Once this defined universe is in place, the tools on ETFreplay can be used to find, test and pursue a robust and repeatable process for gaining exposure to up-trends while avoiding large drawdowns.

Yes, all returns and calculations (including moving averages) on ETFreplay are Total Return, which accounts for the receipt and reinvestment of dividends and distributions.

We only use trading days and start with the convention of 252 trading days per year, therefore:

6-months is 252/2 = 126 trading days

3-months is 252/4 = 63 trading days etc.

This means that when, for instance, 3-month returns are chosen on the Screener, the calculation will always count back 63 trading days, making comparisons over time consistent.

The ETF Screener is a statistical model loosely based on the Sharpe Ratio, which measures reward per unit of risk. The Screener takes this concept and decomposes it into three separate factors:

- Higher timeframe total return (ReturnA)
- Lower timeframe total return (ReturnB)
- Volatility

- Set ReturnA to '6-Months' and set its weight to 100%
- Set the weights of ReturnB and Volatility to zero
- Click 'Run Model'

The full process employed by the Screener to rank ETFs is explained in How The ETF Screener Works (*subscribers only*)

Volatility is the annualized standard deviation of daily returns.

i.e. 20-day Volatility is the standard deviation of the past 20 1-day returns multiplied by sqrt(252) (annualized).

Volatility is a measure of risk. Risk is uncertainty and the larger the range of possible outcomes, the higher the volatility will be and therefore the greater the risk. This tends to be borne out when it comes to drawdowns, with higher volatility securities typically experiencing larger drawdowns than lower volatility ETFs.
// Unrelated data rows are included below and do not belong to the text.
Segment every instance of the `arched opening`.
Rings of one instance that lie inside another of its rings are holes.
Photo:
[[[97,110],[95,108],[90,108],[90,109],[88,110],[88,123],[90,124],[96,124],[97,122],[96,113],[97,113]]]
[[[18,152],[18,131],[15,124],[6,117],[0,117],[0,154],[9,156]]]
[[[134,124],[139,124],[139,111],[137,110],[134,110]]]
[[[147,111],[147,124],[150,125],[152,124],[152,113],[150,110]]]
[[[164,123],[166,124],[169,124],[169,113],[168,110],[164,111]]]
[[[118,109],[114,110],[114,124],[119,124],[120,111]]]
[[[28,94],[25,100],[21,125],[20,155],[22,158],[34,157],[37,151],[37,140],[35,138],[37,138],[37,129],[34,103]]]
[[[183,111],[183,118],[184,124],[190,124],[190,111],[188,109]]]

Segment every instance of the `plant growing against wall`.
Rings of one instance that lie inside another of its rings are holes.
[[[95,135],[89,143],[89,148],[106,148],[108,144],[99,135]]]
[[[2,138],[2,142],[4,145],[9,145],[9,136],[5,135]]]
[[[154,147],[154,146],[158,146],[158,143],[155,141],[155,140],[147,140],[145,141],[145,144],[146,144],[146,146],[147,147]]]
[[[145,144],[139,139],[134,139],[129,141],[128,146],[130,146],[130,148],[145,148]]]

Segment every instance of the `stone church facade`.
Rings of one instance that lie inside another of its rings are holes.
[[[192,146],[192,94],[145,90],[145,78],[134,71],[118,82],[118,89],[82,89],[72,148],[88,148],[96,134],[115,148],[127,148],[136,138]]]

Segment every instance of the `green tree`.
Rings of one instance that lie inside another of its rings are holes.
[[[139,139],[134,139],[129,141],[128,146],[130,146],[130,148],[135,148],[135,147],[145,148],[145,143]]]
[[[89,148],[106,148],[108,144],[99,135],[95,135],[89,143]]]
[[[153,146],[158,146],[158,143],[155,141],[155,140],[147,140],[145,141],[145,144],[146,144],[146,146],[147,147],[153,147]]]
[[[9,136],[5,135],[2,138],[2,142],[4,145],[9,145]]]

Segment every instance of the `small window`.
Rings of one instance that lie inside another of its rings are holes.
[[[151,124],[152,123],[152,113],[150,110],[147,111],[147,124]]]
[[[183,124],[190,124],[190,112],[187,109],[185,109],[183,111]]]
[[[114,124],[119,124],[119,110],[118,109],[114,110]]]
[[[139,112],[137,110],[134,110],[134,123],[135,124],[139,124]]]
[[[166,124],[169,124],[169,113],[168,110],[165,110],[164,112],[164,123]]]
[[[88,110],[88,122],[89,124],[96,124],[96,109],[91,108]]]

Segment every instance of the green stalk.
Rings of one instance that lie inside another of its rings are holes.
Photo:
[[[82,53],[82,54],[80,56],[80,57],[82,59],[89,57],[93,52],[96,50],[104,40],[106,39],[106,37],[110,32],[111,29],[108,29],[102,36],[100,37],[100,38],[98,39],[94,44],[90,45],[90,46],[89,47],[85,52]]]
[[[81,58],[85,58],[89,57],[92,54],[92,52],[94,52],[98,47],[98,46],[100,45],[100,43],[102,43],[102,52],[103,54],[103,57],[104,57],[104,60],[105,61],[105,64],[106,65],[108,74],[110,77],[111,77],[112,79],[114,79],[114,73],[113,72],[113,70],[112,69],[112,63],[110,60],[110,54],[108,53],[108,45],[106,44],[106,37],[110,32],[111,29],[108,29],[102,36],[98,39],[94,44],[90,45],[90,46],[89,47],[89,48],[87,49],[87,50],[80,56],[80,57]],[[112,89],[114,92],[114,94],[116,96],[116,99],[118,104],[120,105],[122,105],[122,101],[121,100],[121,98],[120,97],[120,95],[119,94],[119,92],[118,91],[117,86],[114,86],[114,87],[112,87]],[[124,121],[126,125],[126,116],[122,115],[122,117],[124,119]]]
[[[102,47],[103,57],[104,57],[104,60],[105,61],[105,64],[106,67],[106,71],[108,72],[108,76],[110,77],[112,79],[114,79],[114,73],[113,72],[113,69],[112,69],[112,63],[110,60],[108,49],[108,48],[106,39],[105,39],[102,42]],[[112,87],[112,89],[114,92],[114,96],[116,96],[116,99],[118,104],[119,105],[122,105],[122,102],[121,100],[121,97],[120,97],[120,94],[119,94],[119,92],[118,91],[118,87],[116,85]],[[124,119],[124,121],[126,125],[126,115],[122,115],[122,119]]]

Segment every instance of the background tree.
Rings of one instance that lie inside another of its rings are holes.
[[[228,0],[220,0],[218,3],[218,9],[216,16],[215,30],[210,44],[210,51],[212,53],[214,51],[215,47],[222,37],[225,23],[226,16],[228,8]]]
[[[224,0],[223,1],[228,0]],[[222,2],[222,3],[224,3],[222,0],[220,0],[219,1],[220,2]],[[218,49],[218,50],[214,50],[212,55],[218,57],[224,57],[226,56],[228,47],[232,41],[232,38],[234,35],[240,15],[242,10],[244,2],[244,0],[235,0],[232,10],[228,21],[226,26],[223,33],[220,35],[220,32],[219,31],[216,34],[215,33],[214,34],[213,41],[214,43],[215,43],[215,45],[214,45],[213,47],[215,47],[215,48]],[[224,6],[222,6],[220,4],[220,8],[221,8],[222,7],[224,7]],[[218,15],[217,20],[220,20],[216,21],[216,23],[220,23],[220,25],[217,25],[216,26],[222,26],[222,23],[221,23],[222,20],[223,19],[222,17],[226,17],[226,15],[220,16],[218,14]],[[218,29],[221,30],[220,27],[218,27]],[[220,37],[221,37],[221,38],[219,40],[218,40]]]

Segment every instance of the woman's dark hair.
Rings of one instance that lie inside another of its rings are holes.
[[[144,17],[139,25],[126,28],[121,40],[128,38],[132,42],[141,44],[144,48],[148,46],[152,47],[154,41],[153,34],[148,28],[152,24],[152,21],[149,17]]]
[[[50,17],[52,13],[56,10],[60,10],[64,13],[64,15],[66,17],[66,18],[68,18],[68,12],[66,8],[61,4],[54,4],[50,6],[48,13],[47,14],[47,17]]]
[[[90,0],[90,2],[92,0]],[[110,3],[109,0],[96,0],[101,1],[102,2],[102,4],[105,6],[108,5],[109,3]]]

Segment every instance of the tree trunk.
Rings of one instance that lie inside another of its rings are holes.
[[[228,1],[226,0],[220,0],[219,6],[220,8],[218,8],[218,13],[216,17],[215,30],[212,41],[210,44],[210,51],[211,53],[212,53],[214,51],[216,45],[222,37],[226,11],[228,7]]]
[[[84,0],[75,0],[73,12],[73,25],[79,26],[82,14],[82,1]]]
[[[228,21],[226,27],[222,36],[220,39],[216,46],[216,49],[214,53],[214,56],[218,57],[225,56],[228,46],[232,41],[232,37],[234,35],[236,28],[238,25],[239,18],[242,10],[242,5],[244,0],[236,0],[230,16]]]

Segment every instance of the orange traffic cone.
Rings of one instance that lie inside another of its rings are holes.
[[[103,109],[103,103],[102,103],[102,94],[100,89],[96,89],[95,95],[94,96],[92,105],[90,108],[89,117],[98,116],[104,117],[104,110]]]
ETFreplay has several tools to help investors visualize risk, including:- Monthly Returns

*View what sort of monthly return is to be expected for the ETFs in your portfolio and what constitutes an outlier* - Down Day Stats

*See how the ETFs in your portfolio have performed when the broader market has had a bad day* - Return vs. Volatility

*Evaluate the risk / return performance of the ETFs in your portfolios over any time period* - ETF Volatility

*Compare the rolling realized volatility of up to five ETFs*

See also Volatility blog posts

- simple moving averages (SMA)
- calculated using Total Return

i.e. they include not just closing prices but also account for the receipt and reinvestment of any dividends and distributions. Accounting for dividends is necessary otherwise you don't get the full picture and it leads to faulty comparisons between those ETFs that pay dividends and those that do not.

See Total Returns vs. Price Return

The length of a moving average indicates the number of data points it includes.

i.e.

a 10-month MA contains 10 data points - the month end total return values

a 200-day MA contains 200 data points - the daily total return values

While these two MAs cover a similar period of time, they are not exactly the same.

A few index mutual funds have been added to fill in spots that don't have 10-15 years of data available, like many ETFs do. The list of index mutual funds can be found by clicking on the 'Symbols' link when entering tickers on various pages.

Note: These index mutual funds can be used for longer-term backtesting. For shorter-term backtesting (daily, weekly or semi-monthly rotation / update schedules) users should really stick to ETFs rather than mutual funds - due to the way that fixed-income mutual fund accounting does not embed accrued interest in the NAV.

There is an entire field of study devoted to behavioral finance. All people suffer from various biases that can range from overconfidence to fear. Adding a quantitative component to your overall process helps by offering an objective view. This does not mean you MUST follow your model --- backtesting and models in general should be used as key inputs to your overall research process. Good judgment will always be a part of balancing reward and risk.